Non, il n’y en a pas une qui est plus marquante que l’autre. Finalement, elles sont sans cesse changeantes. On est vraiment de gros écouteurs de musique. Assez boulimique mais on trie beaucoup aussi. Dans le RnB par exemple, je n’aime que certains artistes. J’aime Amerie, les productions (mais pas toutes encore) de Timbaland de l’époque.
Pourquoi certains titres en anglais, d’autres en français ?
C’est ce que nous inspire le morceau, ce n’est pas réfléchi. C’est comme quand on fait des morceaux lents, des morceaux rapides, des morceaux à forte teneur électronique, d’autres avec des guitares. C’est à mettre au même plan que ça, ce sont des choix totalement subjectifs.
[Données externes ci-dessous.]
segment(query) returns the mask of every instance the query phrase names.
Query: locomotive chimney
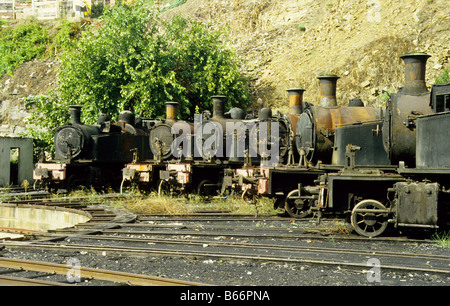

Votre titre Osama Obama est assez polémique, il faut du culot pour faire un parallélisme entre Barack Obama et Osama Ben Laden. Vous n’avez pas peur des conséquences ?
Non, ce n’est pas polémique, c’est une chanson d’amour à la base. Et puis, je pense qu’avec un titre comme ça, on va se rallier à tout le monde. Si on pense aux extrémistes, ils vont se dire « ah c’est quand même vachement bien ! » et puis les américains diront « ah c’est bien vu d’avoir fait ça ! ». Tout le monde pense que l’un est le gentil et l’autre le méchant, et inversement. Mais je pense que beaucoup plus de monde devrait réfléchir comme ça.
Pour réaliser le clip, vous avez fait appel aux internautes à travers une campagne de Crowfunding. Comment vous est venue l’idée ? Réitériez-vous l’expérience ?
L’idée, c’était pour avoir des sous. On savait que ça existait, c’était simplement pour récolter de l’argent. Mais ça, c’est un truc génial d’Internet. C’est la première fois qu’il y a un outil numérique qui permet de générer ce genre de dons. Je suis assez émerveillé par l’idée qu’Internet puisse être aussi ça, et pas juste une avalanche de choses ennuyeuses.
Dans le clip, on voit justement cette similarité des actions entre les deux personnages qui ont des vies totalement différentes. Quel était le message ?
C’est que finalement, tout se vaut. Ça parle un peu de yin et de yang, tout s’équilibre. Nous vivons donc dans un monde parfait.